Enlightenment philosopher Immanuel Kant had similar thoughts. He believed the only thing that mattered for ethics was that we act with a good will. Whatever happened to us or around us, so long as we act with the intention of fulfilling our duties, we’re be in the clear, ethically speaking. It’s our rational nature – our ability to think – that defines us ethically. And thinking is completely within our control.

I go through life and see & value people through their actions, and their intend. What they say is “Schall und Rauch” to me. I strive to live fearless and without baggage. There is no other way if you want to be able to help others and yourself. Angst eats soul and makes your heart small. I have to thanks to my Ethics peeps for all their good food for thought <3.

Persistence

Starting in a new team tomorrow. All the panicky bells and whistles going, the familiar anxiety combo. But age & experience have their advantage in that it’s all not so overwhelming anymore. Instead the pressure’s rather distilling. Boiling the essence out of my ingredients. I have learnt that my main USP is persistence. I tend to not give up. I might not be as diplomatic or graceful as others, but I do make things work.

The thrust for that I get from a vast word-zoo in my head. Words are my shtick. In my mind, thoughts are roaming the wild like a bunch of liberated serengetians.
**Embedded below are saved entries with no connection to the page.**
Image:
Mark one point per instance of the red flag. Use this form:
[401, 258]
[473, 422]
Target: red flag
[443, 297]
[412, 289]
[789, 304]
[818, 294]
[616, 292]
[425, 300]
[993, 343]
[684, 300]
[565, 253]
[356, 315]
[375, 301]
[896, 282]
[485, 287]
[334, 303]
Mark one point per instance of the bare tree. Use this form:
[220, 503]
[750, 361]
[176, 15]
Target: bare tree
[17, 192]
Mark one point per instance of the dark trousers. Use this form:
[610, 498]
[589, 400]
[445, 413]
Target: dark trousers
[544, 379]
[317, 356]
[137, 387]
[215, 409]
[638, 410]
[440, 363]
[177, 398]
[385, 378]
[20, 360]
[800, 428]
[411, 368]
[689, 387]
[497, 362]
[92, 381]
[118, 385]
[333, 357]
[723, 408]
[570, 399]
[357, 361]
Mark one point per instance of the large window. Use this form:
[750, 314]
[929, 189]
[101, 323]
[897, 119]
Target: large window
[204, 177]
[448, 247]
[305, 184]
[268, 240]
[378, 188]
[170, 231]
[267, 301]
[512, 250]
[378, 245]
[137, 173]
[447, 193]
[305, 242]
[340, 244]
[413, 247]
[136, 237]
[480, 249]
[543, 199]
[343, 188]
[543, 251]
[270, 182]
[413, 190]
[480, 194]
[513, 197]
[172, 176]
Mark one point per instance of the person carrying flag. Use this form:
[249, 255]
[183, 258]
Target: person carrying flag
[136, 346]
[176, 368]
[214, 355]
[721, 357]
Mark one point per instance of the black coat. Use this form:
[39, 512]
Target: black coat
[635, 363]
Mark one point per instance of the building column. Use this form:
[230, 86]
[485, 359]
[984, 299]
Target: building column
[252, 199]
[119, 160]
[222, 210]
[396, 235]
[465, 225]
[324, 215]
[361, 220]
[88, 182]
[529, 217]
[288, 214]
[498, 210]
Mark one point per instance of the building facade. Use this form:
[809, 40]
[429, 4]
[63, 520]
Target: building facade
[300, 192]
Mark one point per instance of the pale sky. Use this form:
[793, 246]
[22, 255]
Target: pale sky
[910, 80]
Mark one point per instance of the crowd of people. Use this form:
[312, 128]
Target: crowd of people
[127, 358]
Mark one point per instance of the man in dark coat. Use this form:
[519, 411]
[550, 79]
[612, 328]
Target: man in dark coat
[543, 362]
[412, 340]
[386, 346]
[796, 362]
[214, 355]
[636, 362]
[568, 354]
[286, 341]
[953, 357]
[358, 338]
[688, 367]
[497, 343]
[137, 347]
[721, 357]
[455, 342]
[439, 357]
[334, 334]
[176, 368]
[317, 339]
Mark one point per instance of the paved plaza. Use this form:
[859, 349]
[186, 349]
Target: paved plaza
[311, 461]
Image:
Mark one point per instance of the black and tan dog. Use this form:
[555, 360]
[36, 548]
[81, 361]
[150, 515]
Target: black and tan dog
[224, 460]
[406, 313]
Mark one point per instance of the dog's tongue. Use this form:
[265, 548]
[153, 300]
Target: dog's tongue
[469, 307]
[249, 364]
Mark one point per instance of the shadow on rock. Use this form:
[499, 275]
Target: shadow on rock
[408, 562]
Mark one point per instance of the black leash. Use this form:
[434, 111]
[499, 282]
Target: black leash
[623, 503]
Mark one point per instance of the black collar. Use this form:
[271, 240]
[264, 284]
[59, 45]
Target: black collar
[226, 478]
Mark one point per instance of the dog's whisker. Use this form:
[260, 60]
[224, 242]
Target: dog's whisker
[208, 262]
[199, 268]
For me, doing work and giving structure to a project is the side-noise that keeps me sane… and lets me ponder in the background.

Intuition and decision making

Brain science tells us there are three kinds of intuition: ordinary, expert, and strategic.

Ordinary intuition is just a feeling, a gut instinct.

Expert intuition is snap judgments, when you instantly recognize something familiar, the way a tennis pro knows where the ball will go from the arc and speed of the opponent’s racket.

Strategic intuition is a clear thought. It’s not a vague feeling, like ordinary intuition. And it’s not fast like expert intuition. It’s slow. That epiphany of insight you had last night might solve a problem that’s been on your mind for a month. And it doesn’t happen in familiar situations, like a tennis match. Strategic intuition works in new situations. That’s when you need it most.

This third kind of intuition is what I go by whenever I can. Strategic intuition is what guides the majority of my decision making. And while it is unpopular these days to request time for thinking, you have to take your stand and do it anyway, and allow for proper time to reflect. I have a 24 hrs ‘sleep it over’ rule.

Which compliments my other approach to life and everything, something that’s called the OODA loop (observe, orient, decide and act). This ‘rapid evaluation routine’ keeps running permanently on the back of my mind (or wherever my intuition-o-meter sits). Originally the OODA method was derived by pilots who apply the loop to make fast decisions and review them in a constant cognitive circle.